Not as simple as it sounds
According to Professor Charles Swanton, Cancer Research UK’s chief clinician, there’s no guarantee a treatment will work in the same way in different cancers, even if the cancer cells carry the same defect.
“If we take the example of BRAF inhibitors, BRAF inhibitors work in melanoma but not nearly as well in bowel cancer, even though both tumours have the same mutation,” he says. “And that’s because different organs, and therefore the tumours that grow in them, are wired differently.
“Bowel cells rely on different signals to skin cells, which makes bowel cancer less sensitive to BRAF inhibitors.”
That’s why lab research and clinical trials are so important. Scientists can use cancer cells, lab-grown replicas of tumours called organoids, as well as animal models to do early tests of the effects of a drug. This helps test the potential of a treatment and decide if it should be taken forward and tested in clinical trials.
Old drug, new tricks
Researchers are also getting creative with how they test existing drugs in different cancers. Professor Anthony Chalmers, a Cancer Research UK-funded expert from the University of Glasgow, is testing a different type of targeted treatment, called PARP inhibitors, in glioblastoma – the most aggressive type of brain tumour.
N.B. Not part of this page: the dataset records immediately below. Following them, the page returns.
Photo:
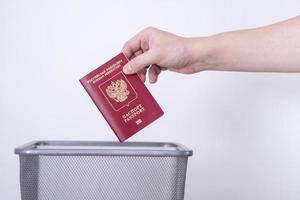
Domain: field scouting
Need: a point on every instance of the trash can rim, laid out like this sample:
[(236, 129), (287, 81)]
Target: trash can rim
[(103, 148)]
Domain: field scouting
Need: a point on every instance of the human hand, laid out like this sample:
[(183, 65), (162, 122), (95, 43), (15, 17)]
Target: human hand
[(154, 50)]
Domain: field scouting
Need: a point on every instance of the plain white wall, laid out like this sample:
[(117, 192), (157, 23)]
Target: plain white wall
[(243, 127)]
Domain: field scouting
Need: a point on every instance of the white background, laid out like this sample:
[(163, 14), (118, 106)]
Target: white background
[(243, 127)]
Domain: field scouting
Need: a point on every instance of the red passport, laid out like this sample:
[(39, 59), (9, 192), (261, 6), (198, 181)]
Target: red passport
[(123, 100)]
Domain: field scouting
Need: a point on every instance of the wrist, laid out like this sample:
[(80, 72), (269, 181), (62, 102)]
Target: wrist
[(205, 52)]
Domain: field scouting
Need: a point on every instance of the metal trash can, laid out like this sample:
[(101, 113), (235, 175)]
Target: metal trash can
[(84, 170)]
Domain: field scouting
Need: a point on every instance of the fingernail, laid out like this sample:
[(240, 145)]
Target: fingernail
[(127, 69)]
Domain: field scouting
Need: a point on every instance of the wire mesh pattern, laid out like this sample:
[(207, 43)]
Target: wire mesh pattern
[(91, 177)]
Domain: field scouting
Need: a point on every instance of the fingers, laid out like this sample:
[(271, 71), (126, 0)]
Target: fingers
[(154, 71), (139, 63), (133, 45), (142, 74)]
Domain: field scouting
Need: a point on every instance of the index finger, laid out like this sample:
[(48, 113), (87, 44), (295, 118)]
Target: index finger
[(132, 45)]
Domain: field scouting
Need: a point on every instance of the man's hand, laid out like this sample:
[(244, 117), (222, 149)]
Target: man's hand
[(157, 50)]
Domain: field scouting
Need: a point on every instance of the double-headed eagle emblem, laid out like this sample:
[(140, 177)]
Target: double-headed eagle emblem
[(117, 90)]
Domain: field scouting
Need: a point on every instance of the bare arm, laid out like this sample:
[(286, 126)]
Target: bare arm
[(273, 48)]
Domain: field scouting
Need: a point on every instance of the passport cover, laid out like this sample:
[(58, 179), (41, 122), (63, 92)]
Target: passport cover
[(123, 100)]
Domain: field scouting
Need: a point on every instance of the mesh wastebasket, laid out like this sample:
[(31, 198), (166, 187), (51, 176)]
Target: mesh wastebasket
[(82, 170)]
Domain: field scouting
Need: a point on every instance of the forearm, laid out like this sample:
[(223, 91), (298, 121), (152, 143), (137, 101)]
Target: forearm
[(274, 48)]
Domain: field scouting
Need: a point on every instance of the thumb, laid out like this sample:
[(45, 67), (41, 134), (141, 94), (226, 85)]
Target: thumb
[(139, 62)]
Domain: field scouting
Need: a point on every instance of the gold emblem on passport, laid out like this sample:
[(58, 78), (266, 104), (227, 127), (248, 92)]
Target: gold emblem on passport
[(117, 90)]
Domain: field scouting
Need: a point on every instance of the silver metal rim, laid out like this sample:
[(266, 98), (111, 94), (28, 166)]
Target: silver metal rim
[(31, 149)]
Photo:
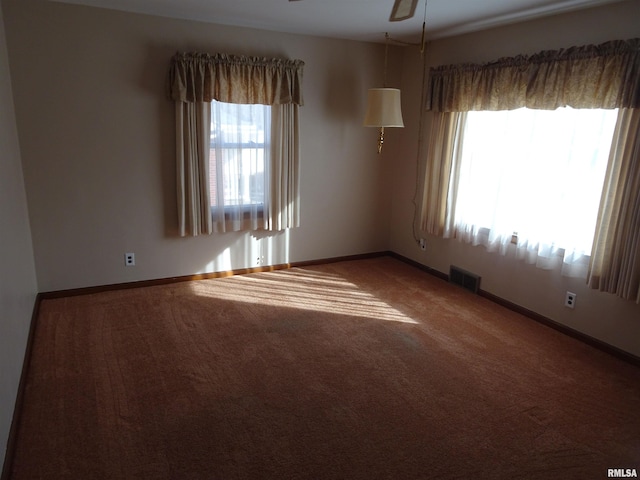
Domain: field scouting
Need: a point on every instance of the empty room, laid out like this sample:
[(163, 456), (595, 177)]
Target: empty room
[(319, 239)]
PARP inhibitors stop a cell from repairing damage to its DNA. And the drugs are used to treat some breast and ovarian cancers that already have faults in the way they repair DNA.
But they don’t work by themselves in cancers that don’t have this defect.
“We’ve been looking at PARP inhibitors in a different way – using them to make radiotherapy and chemotherapy more effective,” says Chalmers.
“Both chemotherapy and radiotherapy work by damaging DNA, but sometimes they’re not enough to kill cancer cells.
“Using PARP inhibitors, we think we can make glioblastoma cells more sensitive to both radiotherapy and chemotherapy, and hopefully improve tumour control.”
Read more about Professor Chalmers’ work: scientists are combining drugs and radiotherapy, hunting for better results.
A new way of working
The more detailed our understanding of cancer gets, the more common features scientists will identify. And this could shift how clinical trials are run.
Scientists are starting to run trials based around specific faults (mutations) in the DNA of cancer cells, regardless of where the tumour is growing in the body. This approach can be useful when the fault in question is rare.
US scientists recently found that a new targeted drug, called larotrectinib, led to responses in a small number of advanced cancers that carry one of these rare gene faults. To test the drug, researchers carried out a series of small trials involving 55 patients with 17 different types of cancer.
Developing and testing a drug in this way is different to many trials, which usually focus on a specific type of cancer.
Testing treatments developed for one cancer in other types of cancer is a growing area of research. But like all research it’s a complicated picture.
Before an existing cancer treatment can be used to treat a new type of cancers researchers need to:
- Look and see if the fault the drug is targeting is present in other cancers
- Do early lab tests to investigate if the drug could work in other cancers
- Run clinical trials to test if the new drug works
“Essentially it just comes down to knowledge,” says James. “What we’re attempting to do with research is unpick all the mechanisms in a cancer. And with that knowledge we can identify targets that might lead us to treatments.”